I feel so bad for her and repeat over and over, "It's okay, it's okay." I quickly rush over and strip off her new dress as she continues to pee. Is it bad that I go to save the dress instead of getting her on the potty? Then I let her continue to pee and I stick a towel under her so that it isn't just leaking onto the wood floors. She is still totally freaking out about the accident and is sobbing as I continue to tell her it will be alright. She finally stops peeing. I wipe up the puddle, take off her panties and send her to my bathroom for a quick bath. (So much for getting into work early.)
I give her a bath. Luke decides he needs to help because, in his words, "It'll be a lot of work to get her clean." Whatever. I wash her hair (why not, since we're already in there), rub her down with some bath wash, rinse it off, get her out, dry her up despite her complaints, put on the only slightly damp dress and a fresh pair of panties and proceed to dress her hair in a sweet bow. She, of course, complains the whole time.

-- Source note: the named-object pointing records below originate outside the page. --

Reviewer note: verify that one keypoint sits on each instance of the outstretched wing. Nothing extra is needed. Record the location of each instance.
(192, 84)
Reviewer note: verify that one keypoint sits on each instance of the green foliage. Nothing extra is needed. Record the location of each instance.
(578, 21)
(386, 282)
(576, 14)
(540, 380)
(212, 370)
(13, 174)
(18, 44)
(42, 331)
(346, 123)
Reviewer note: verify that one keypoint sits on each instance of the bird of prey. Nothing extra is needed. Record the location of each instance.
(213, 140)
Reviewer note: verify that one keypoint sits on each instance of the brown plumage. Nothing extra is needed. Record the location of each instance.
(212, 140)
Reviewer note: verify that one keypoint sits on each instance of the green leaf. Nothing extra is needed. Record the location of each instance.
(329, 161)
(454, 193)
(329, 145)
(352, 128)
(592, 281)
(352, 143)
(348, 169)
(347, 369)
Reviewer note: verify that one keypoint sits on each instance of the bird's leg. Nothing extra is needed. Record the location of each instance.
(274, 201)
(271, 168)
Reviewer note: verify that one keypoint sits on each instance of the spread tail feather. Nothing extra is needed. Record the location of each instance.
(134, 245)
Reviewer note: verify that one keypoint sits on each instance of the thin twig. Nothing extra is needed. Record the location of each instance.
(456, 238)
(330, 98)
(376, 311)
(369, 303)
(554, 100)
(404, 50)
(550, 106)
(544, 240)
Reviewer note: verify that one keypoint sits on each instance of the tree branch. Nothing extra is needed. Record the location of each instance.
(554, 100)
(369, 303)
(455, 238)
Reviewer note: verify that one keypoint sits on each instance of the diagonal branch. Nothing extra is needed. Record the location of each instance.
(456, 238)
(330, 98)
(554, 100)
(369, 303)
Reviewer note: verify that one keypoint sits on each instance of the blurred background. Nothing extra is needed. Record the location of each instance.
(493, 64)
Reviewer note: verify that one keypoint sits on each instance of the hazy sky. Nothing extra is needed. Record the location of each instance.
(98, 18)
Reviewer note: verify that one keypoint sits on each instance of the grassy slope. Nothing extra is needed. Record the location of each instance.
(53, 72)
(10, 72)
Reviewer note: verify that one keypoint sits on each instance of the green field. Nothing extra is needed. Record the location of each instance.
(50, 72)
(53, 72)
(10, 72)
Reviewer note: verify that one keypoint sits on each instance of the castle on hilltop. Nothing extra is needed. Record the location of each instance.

What amazes me about these events is the fact that she pees all over and is horrified by it, but I'm completely calm and collected. We go to take a bath and she is no longer crying or upset by the fact that she is dirty. Like my dog, her attention span is quite narrow, and now she is totally ticked off at me for making her wash her hair and have a bath. I think I'm frustrated that I was able to keep my patience about the peeing thing, but I couldn't keep my patience with her unreasonable whining about the bath. She loudly whined that I was drying her wrong, or I wasn't washing her hair right, then I used the wrong hair dryer. I couldn't maintain my calm when she was totally pissing me off with her normal child whining. I admit it - she's a kid and kids whine - about everything. But what is wrong with me that I let the everyday whining get to me? More hormones?

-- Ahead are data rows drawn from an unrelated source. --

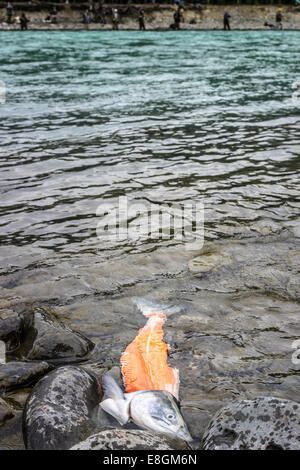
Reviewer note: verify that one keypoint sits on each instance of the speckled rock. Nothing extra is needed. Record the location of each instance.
(5, 412)
(260, 424)
(125, 439)
(48, 339)
(60, 410)
(11, 325)
(18, 374)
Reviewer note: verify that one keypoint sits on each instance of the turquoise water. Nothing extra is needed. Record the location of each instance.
(158, 116)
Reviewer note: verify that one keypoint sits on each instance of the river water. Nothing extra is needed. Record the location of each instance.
(159, 117)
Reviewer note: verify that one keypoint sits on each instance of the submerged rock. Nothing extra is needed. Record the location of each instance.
(45, 338)
(61, 410)
(260, 424)
(127, 439)
(19, 374)
(11, 325)
(5, 412)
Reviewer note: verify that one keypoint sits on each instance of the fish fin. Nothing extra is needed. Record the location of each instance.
(111, 389)
(119, 409)
(148, 308)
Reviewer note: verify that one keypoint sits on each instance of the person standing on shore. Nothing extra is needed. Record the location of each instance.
(9, 12)
(23, 22)
(226, 20)
(115, 19)
(177, 18)
(279, 18)
(86, 17)
(142, 19)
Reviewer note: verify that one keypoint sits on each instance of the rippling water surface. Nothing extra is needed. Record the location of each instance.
(160, 116)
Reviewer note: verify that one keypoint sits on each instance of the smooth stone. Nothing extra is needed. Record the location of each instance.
(125, 439)
(5, 412)
(48, 339)
(11, 325)
(264, 423)
(11, 432)
(18, 374)
(61, 409)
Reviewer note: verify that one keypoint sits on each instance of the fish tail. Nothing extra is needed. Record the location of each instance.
(149, 308)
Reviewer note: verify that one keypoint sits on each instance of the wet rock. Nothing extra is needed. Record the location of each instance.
(125, 439)
(19, 374)
(208, 261)
(5, 412)
(261, 424)
(48, 339)
(61, 410)
(11, 325)
(11, 433)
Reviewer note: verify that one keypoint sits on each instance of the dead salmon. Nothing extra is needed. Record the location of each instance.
(144, 362)
(154, 410)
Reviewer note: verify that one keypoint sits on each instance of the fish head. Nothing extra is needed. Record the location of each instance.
(157, 410)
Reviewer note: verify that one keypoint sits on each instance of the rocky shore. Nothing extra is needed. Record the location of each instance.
(232, 330)
(160, 17)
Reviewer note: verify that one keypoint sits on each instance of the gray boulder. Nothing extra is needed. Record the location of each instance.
(260, 424)
(45, 338)
(61, 409)
(17, 374)
(127, 439)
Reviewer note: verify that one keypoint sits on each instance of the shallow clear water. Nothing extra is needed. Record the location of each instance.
(158, 116)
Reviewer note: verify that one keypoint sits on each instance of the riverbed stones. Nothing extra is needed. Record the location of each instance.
(46, 338)
(264, 423)
(5, 412)
(61, 410)
(18, 374)
(125, 439)
(11, 325)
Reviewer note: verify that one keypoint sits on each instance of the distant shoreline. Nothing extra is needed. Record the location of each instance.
(160, 17)
(148, 30)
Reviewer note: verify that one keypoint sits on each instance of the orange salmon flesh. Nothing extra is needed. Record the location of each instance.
(144, 362)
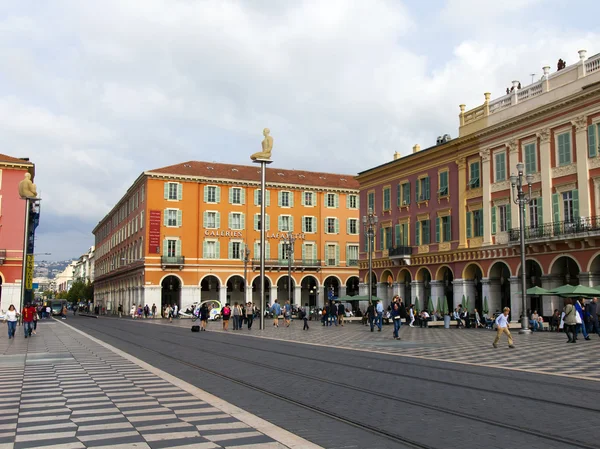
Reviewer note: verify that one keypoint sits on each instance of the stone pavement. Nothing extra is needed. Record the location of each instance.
(540, 352)
(61, 389)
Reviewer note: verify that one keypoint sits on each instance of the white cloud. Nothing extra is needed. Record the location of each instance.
(101, 92)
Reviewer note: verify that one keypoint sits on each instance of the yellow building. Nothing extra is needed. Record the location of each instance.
(189, 232)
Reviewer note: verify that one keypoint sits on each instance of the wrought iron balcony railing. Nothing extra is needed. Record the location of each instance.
(569, 228)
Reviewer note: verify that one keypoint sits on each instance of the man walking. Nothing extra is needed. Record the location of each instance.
(502, 324)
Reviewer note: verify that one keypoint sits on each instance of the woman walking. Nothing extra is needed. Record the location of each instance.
(11, 319)
(570, 321)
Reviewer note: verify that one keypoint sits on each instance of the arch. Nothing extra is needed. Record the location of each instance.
(439, 274)
(171, 274)
(554, 265)
(470, 270)
(422, 273)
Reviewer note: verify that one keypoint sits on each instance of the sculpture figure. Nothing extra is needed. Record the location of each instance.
(27, 188)
(267, 145)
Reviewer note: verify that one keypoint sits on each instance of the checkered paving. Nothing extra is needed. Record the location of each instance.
(60, 389)
(540, 352)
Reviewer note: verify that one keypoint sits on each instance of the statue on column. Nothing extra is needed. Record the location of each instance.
(27, 188)
(267, 145)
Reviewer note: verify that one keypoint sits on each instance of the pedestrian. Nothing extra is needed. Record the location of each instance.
(305, 314)
(570, 321)
(11, 320)
(396, 319)
(226, 315)
(249, 314)
(204, 314)
(502, 328)
(276, 310)
(371, 315)
(27, 313)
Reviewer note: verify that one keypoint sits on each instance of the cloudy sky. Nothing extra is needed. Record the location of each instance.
(97, 92)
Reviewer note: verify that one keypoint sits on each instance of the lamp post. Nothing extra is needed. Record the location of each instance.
(288, 245)
(370, 223)
(521, 199)
(246, 260)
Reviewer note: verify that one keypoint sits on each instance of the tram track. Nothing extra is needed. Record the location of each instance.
(329, 413)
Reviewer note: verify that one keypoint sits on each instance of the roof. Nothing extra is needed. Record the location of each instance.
(14, 160)
(252, 173)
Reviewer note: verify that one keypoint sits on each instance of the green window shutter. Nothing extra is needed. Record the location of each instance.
(592, 141)
(469, 230)
(417, 190)
(555, 208)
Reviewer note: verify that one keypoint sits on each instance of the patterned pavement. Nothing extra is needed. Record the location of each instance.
(61, 389)
(540, 352)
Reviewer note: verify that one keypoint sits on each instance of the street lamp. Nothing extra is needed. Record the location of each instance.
(288, 246)
(521, 199)
(370, 223)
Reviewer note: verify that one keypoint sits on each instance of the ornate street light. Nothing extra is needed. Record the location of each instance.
(522, 199)
(370, 223)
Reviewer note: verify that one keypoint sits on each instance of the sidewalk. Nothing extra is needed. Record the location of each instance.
(63, 389)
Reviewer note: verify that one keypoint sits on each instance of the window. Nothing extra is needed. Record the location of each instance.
(371, 201)
(173, 191)
(236, 221)
(352, 224)
(422, 189)
(474, 181)
(210, 249)
(443, 190)
(212, 194)
(212, 220)
(285, 199)
(500, 166)
(332, 255)
(331, 225)
(285, 223)
(387, 198)
(236, 195)
(309, 225)
(332, 200)
(564, 148)
(530, 158)
(235, 250)
(172, 217)
(352, 255)
(352, 201)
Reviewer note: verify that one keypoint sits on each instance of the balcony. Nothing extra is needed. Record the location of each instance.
(282, 264)
(561, 229)
(172, 262)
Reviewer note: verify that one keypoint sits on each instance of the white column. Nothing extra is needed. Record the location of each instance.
(485, 183)
(583, 183)
(515, 299)
(545, 174)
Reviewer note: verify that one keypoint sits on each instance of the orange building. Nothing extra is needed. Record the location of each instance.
(181, 233)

My frustration gathered and finally exploded when both Luke and Evie suffered a new bout of temporary deafness. I ended with a "LUKE! GO GET YOUR SOCKS ON! EVIE! LEAVE THE CAT ALONE!" Luke, not bothered by the raised voice, and still ignoring my commands, responded with, "Why are you angry, Mommy?" This would be sweet normally. I'm glad he doesn't break down into tears at my raised voice, but this morning I just couldn't take it and I said with eyes wide, "I'm angry because you won't go put your socks on even though I've asked you sixteen times already!" He is still unbothered and continues to play.

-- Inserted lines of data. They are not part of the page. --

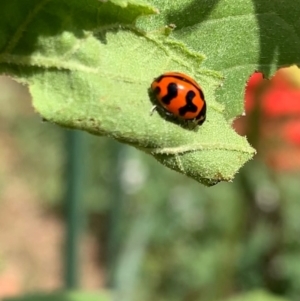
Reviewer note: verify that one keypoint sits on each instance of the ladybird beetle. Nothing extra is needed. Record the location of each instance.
(180, 96)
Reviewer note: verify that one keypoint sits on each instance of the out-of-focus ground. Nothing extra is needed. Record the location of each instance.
(31, 237)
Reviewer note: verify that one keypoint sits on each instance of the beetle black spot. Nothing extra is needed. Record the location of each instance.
(202, 115)
(157, 90)
(189, 107)
(172, 93)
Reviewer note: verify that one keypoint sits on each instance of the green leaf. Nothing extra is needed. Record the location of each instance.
(63, 296)
(238, 37)
(258, 295)
(87, 67)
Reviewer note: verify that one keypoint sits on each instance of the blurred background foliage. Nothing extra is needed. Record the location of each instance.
(158, 235)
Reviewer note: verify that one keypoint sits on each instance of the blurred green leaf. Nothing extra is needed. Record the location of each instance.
(259, 295)
(64, 296)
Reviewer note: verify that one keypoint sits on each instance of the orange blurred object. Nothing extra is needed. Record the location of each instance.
(272, 119)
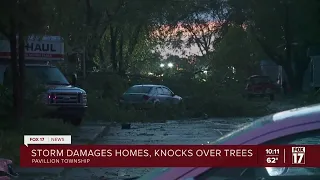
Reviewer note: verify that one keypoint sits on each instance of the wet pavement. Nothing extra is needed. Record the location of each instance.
(171, 132)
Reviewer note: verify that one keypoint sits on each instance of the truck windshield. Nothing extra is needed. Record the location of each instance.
(46, 74)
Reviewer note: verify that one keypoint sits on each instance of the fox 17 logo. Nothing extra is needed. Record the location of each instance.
(298, 155)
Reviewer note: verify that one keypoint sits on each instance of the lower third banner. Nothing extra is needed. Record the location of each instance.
(167, 156)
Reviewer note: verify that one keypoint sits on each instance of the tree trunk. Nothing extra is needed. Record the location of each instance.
(15, 72)
(120, 55)
(113, 47)
(21, 43)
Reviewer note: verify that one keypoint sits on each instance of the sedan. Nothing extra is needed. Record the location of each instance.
(296, 126)
(149, 96)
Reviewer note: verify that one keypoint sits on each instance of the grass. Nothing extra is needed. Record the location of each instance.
(11, 137)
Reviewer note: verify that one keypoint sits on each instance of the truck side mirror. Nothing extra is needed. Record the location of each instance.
(74, 79)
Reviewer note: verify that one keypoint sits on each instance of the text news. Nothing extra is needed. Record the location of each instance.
(167, 156)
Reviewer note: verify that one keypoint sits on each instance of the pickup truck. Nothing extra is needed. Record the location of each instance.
(62, 99)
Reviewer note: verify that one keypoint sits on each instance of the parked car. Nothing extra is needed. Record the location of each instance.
(149, 96)
(297, 126)
(260, 86)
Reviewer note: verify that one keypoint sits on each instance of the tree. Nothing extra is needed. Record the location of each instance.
(237, 53)
(284, 30)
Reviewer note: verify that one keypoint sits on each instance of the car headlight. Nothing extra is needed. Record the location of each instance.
(84, 98)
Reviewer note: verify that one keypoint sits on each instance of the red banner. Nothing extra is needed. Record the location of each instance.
(168, 156)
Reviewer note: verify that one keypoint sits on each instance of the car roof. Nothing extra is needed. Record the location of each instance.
(306, 117)
(258, 76)
(148, 85)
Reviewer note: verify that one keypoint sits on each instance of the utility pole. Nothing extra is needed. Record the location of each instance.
(84, 62)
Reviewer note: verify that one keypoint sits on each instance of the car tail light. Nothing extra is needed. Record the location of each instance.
(145, 97)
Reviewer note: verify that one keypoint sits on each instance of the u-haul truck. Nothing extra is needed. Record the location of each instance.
(62, 99)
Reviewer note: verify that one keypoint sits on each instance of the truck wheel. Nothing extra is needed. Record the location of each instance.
(76, 121)
(271, 97)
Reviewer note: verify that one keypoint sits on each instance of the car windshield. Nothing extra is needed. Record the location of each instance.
(139, 89)
(259, 80)
(46, 74)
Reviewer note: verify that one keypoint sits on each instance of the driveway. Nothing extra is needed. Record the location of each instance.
(171, 132)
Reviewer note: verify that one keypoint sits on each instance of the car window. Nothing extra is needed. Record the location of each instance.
(159, 91)
(166, 91)
(307, 138)
(139, 89)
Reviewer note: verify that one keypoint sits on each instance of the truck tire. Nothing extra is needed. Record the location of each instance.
(76, 121)
(271, 96)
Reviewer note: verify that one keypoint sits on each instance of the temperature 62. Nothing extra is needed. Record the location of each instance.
(272, 160)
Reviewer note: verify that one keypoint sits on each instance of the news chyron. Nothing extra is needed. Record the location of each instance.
(46, 139)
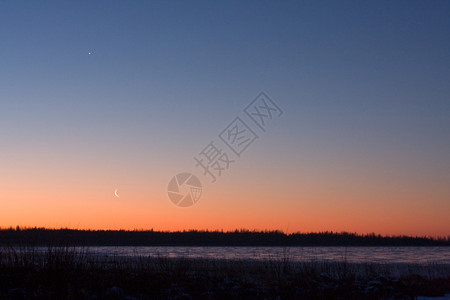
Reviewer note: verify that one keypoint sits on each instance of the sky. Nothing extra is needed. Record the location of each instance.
(98, 97)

The only thing that seems to really get their attention (although I know this is a temporary solution until they call my bluff) is "Okay, fine, I'm ready so I'm leaving without you." The truly believe I'll leave them behind. They're sufficiently smart to grasp the fact that I'm not actually going to leave them, but apparently they haven't figured it out yet.
So after all that, these pictures better be great.